Mona Lisa dan Nazi: Karya yang Sering Dirampok, Mengapa Pencurian Terbaru di Louvre Berbeda?

Kelompok perampok yang menerobos masuk Museum Louvre di Paris pada hari Minggu pagi dan mencuri delapan buah perhiasan era Napoleon yang tak ternilai dalam aksi perampokan singkat empat menit merupakan yang terbaru dalam serangkaian panjang pencuri berani yang menyasar museum ikonik tersebut.

Para pelaku menggunakan tangga yang dipasang pada truk untuk mencapai Galerie d’Apollon (Galeri Apollo) yang berlapis emas di lantai dua, sebelum menggunakan gerinda sudut untuk memecahkan jendela guna mengakses permata mahkota Prancis. Aksi ini terjadi pukul 09.30 waktu setempat (07.30 GMT), setengah jam setelah museum dibuka untuk pengunjung.
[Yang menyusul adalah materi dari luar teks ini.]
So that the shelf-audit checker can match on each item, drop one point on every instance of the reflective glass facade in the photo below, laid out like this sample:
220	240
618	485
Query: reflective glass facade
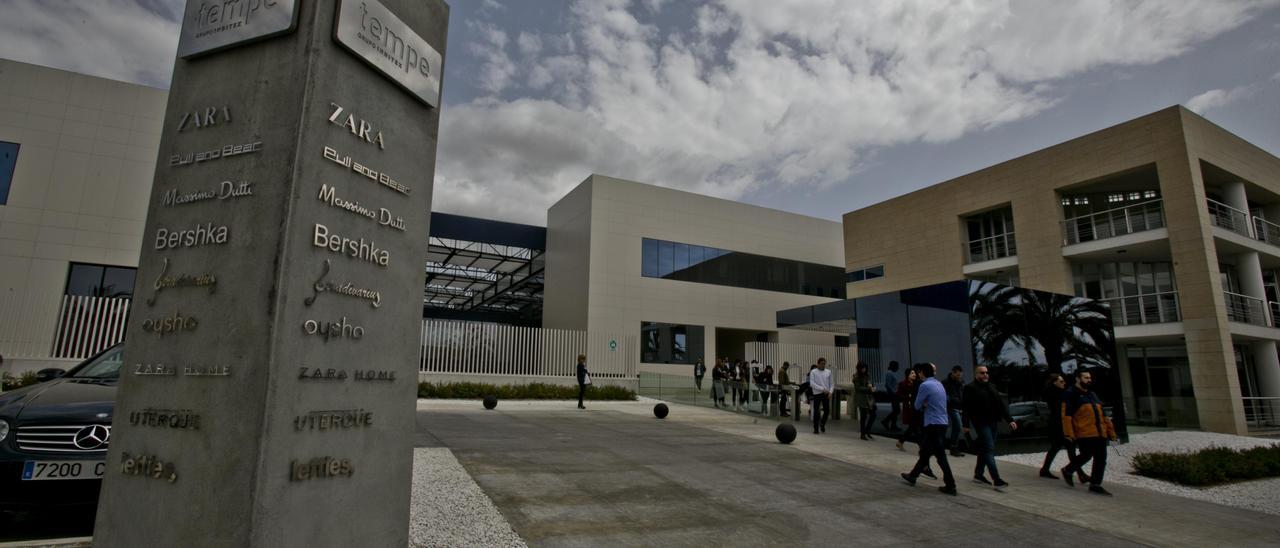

Para pelaku masih buron dan Louvre sementara ditutup.

Sebuah barang kesembilan yang mereka curi – mahkota milik Permaisuri Eugenie, istri Napoleon III – berhasil ditemukan di dekat lokasi setelah terjatuh dari kelompok tersebut, menurut Kementerian Dalam Negeri Prancis.

Louvre merupakan istana kerajaan selama lebih dari dua abad. Museum ini dibuka untuk umum pada 1793 selama Revolusi Prancis. Revolusi tersebut membuat simbol-simbol sejarah monarki menjadi sangat rentan terhadap para penjarah, dan Louvre, selain memberikan kesempatan bagi rakyat Prancis biasa untuk melihat barang-barang berharga ini, juga berupaya melestarikan warisan yang diwakilinya untuk generasi mendatang.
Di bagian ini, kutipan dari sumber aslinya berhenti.